Robert E. Bartholomew and Benjamin Radford, in their book Hoaxes, Myths, and Manias (2003), term the broadcast "arguably the most widely known delusion in United States and, perhaps, world history." Moreover, they point out that a broadcast of the play adapted for a Chilean radio station, caused "a widespread panic" in Santiago on November 12, 1944. So did another in Quito, Ecuador, on February 12, 1949.

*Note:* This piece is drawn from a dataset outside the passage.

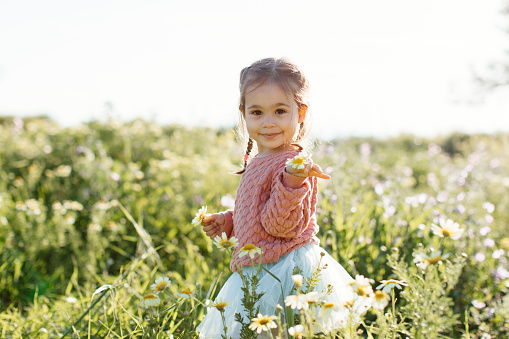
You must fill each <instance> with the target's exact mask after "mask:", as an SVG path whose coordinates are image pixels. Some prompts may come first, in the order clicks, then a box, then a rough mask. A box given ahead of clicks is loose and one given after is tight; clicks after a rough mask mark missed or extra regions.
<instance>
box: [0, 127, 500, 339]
mask: <svg viewBox="0 0 509 339" xmlns="http://www.w3.org/2000/svg"><path fill="white" fill-rule="evenodd" d="M0 120H2V119H0ZM2 121H3V123H2V124H0V165H1V166H0V244H1V246H2V251H1V254H0V256H1V259H2V260H1V261H0V299H1V306H0V337H2V338H4V337H6V338H8V337H12V338H18V337H41V338H52V337H61V336H62V335H63V334H64V333H66V332H67V333H68V334H67V335H68V336H75V337H78V336H85V337H86V336H88V335H90V337H92V338H93V337H94V336H95V337H114V338H128V337H133V336H139V337H142V336H145V337H168V336H169V335H170V334H173V335H174V336H175V337H193V336H195V335H196V333H195V331H194V329H195V328H196V326H197V325H198V324H199V322H200V320H201V319H202V318H203V317H204V315H205V313H206V312H207V311H208V309H209V307H214V300H215V297H216V295H217V293H218V291H219V289H220V287H221V286H222V284H223V283H224V282H225V281H226V278H227V277H228V275H229V257H228V256H227V255H225V253H226V252H225V251H220V250H219V249H218V248H217V246H216V245H215V244H214V243H213V241H212V240H211V239H209V238H208V237H207V236H206V235H205V234H204V233H203V232H201V230H200V229H199V228H198V227H194V226H193V225H192V219H193V217H194V216H195V213H196V211H198V209H199V208H200V207H201V206H203V205H207V206H208V209H209V210H211V211H221V210H225V209H227V208H230V207H231V206H227V205H229V203H228V201H229V200H231V197H232V196H234V195H235V190H236V186H237V184H238V176H235V175H231V174H230V173H232V172H234V171H236V170H237V169H238V166H240V163H241V160H242V159H241V158H242V150H241V148H240V147H239V146H237V145H236V144H235V142H234V139H233V135H232V133H231V132H230V131H228V130H221V131H218V130H214V129H197V128H193V129H189V128H184V127H179V126H166V127H161V126H157V125H156V124H153V123H149V122H143V121H133V122H131V123H126V124H121V123H118V122H115V121H111V122H110V123H107V124H101V123H96V122H92V123H89V124H86V125H81V126H78V127H74V128H65V129H64V128H60V127H59V126H57V125H56V124H55V123H53V122H51V121H48V120H44V119H33V120H30V119H26V120H25V121H24V122H22V121H21V120H17V121H16V122H13V120H12V119H10V118H6V119H3V120H2ZM508 147H509V135H498V136H461V135H451V136H448V137H446V138H442V139H436V140H422V139H420V138H414V137H411V136H404V137H401V138H398V139H392V140H371V139H349V140H337V141H335V142H333V143H322V144H321V145H319V146H317V147H316V148H315V150H313V160H314V162H316V163H317V164H319V165H320V166H321V167H322V169H323V170H324V172H325V173H327V174H330V175H331V177H332V178H331V179H330V180H329V181H321V182H320V185H321V186H320V197H319V201H318V206H317V207H318V209H317V214H316V217H317V221H318V223H319V225H320V233H319V237H320V240H321V245H322V246H323V247H324V248H325V249H326V250H327V251H328V252H329V253H330V254H331V255H332V256H333V257H334V258H335V259H336V260H338V261H339V262H340V263H341V264H342V265H343V266H344V267H345V268H346V269H347V271H348V272H349V273H350V274H351V275H352V276H353V277H355V276H356V275H362V276H364V277H367V278H369V279H372V280H373V281H375V282H376V283H377V285H376V286H378V284H380V282H381V281H383V280H389V279H394V280H395V281H404V283H405V284H407V285H408V286H404V285H403V286H400V287H402V289H401V290H399V289H394V288H392V289H391V290H390V291H389V292H388V293H387V295H378V297H379V299H380V305H384V304H387V306H385V308H383V309H382V310H379V309H376V308H375V307H373V308H371V310H370V311H368V312H366V313H363V315H362V316H361V318H359V320H360V322H358V323H357V322H355V325H351V326H350V325H349V326H350V327H348V330H347V331H343V330H342V331H340V332H339V333H341V334H338V335H341V336H343V337H355V336H361V337H370V336H372V337H375V338H397V337H404V336H405V335H411V336H414V337H419V336H421V337H432V336H435V335H443V336H448V337H452V338H460V337H467V335H470V336H471V337H472V338H478V337H481V336H482V335H483V334H484V335H485V337H486V335H491V337H492V338H498V337H504V336H507V335H508V333H509V306H508V304H509V301H508V299H507V296H506V295H507V290H508V288H509V287H508V286H509V265H508V251H509V231H508V228H507V224H509V195H508V194H507V192H508V191H509V154H508V153H507V149H508ZM223 203H224V204H225V205H222V204H223ZM447 219H450V220H451V222H449V224H447V222H446V220H447ZM455 223H457V226H456V225H455ZM433 225H435V227H433ZM451 225H454V227H453V228H450V227H449V226H451ZM458 228H461V230H462V231H458ZM440 235H442V237H441V236H440ZM222 241H225V240H222ZM393 248H397V249H398V251H393V250H392V249H393ZM438 253H439V254H438ZM416 259H418V260H417V261H414V260H416ZM435 259H436V260H435ZM161 277H166V278H168V280H169V281H171V283H169V284H168V285H167V286H166V287H165V288H164V289H163V291H160V292H161V293H162V294H161V293H155V292H157V290H156V291H154V289H153V287H152V286H153V285H156V286H157V283H156V279H160V278H161ZM162 281H163V280H159V283H161V282H162ZM101 286H108V288H105V289H104V290H100V292H98V293H96V294H95V295H93V294H94V292H96V291H97V290H98V289H99V288H100V287H101ZM373 286H375V285H373ZM161 289H162V287H161ZM364 290H366V291H367V289H363V291H364ZM183 291H189V292H190V293H189V294H188V293H183ZM309 292H311V291H306V293H309ZM375 292H376V291H375ZM384 293H385V292H384ZM149 294H154V295H156V294H157V298H158V299H159V304H157V305H155V304H156V303H157V300H156V298H155V297H148V299H147V300H150V301H148V304H152V303H154V305H148V304H147V305H148V307H146V306H147V305H145V304H146V302H145V301H144V304H143V305H140V302H141V301H142V300H145V299H144V296H147V295H149ZM184 294H185V295H188V297H187V298H186V297H183V296H182V295H184ZM366 294H370V293H366ZM92 297H93V298H92ZM373 297H375V296H373ZM152 301H153V302H152ZM217 302H221V301H217V300H216V306H217V305H222V304H217ZM224 302H226V301H224ZM320 305H325V304H323V303H322V304H320ZM142 306H144V307H142ZM340 306H341V307H347V306H344V305H334V306H332V305H330V306H327V307H330V308H333V307H340ZM225 307H227V306H225ZM351 307H353V304H352V306H351ZM380 308H382V307H381V306H380ZM320 314H322V316H324V314H325V313H320ZM349 314H350V313H349ZM256 316H257V314H255V317H256ZM262 316H272V315H262ZM303 319H304V318H303ZM306 319H311V317H308V318H306ZM251 320H252V319H251ZM296 321H299V320H298V318H296ZM250 323H251V321H250V322H249V323H248V324H247V325H248V326H249V324H250ZM351 324H354V323H353V322H352V323H351ZM227 325H228V324H227ZM304 325H305V324H304ZM280 326H285V324H281V325H280ZM298 326H299V325H297V324H294V326H293V330H292V332H293V333H299V330H300V327H298ZM303 328H304V329H303V331H304V332H305V331H308V332H307V335H308V336H309V335H310V334H309V333H310V332H309V329H308V328H306V327H305V326H304V327H303ZM345 328H346V327H345ZM287 329H288V327H287ZM359 331H361V332H362V333H361V334H360V332H359ZM404 333H407V334H404Z"/></svg>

While the Welles broadcast is cited in various compendia of hoaxes, some would agree with Alex Boese in his The Museum of Hoaxes (2002) that it "was never intended to fool anyone." He explains that "At four separate points during the broadcast, including the beginning, it was clearly stated that what people were hearing was a play."
While that is certainly true, Orson Welles' subsequent claim that he had "anticipated nothing unusual" was almost certainly disingenuous. He noted that the technique had been used before, and so probably knew that a broadcast by the BBC in 1926, featuring a dramatized riot, had resulted in panic. Welles also changed the story's setting -- from England to the United States -- and added verisimilitude with a seemingly real news-flash technique and other elements.
H.G. Wells' tale and Orson Welles' dramatization each left much to the reader's or listener's imagination and thus fired public interest -- something Steven Spielberg has scarcely been able to do despite all the visual power of Hollywood special effects and the efforts of actor Tom Cruise.
Joe Nickell, Ph.D., is Senior Research Fellow of the Committee for the Scientific Investigation of Claims of the Paranormal and "Investigative Files" columnist for the organization's science magazine, Skeptical Inquirer.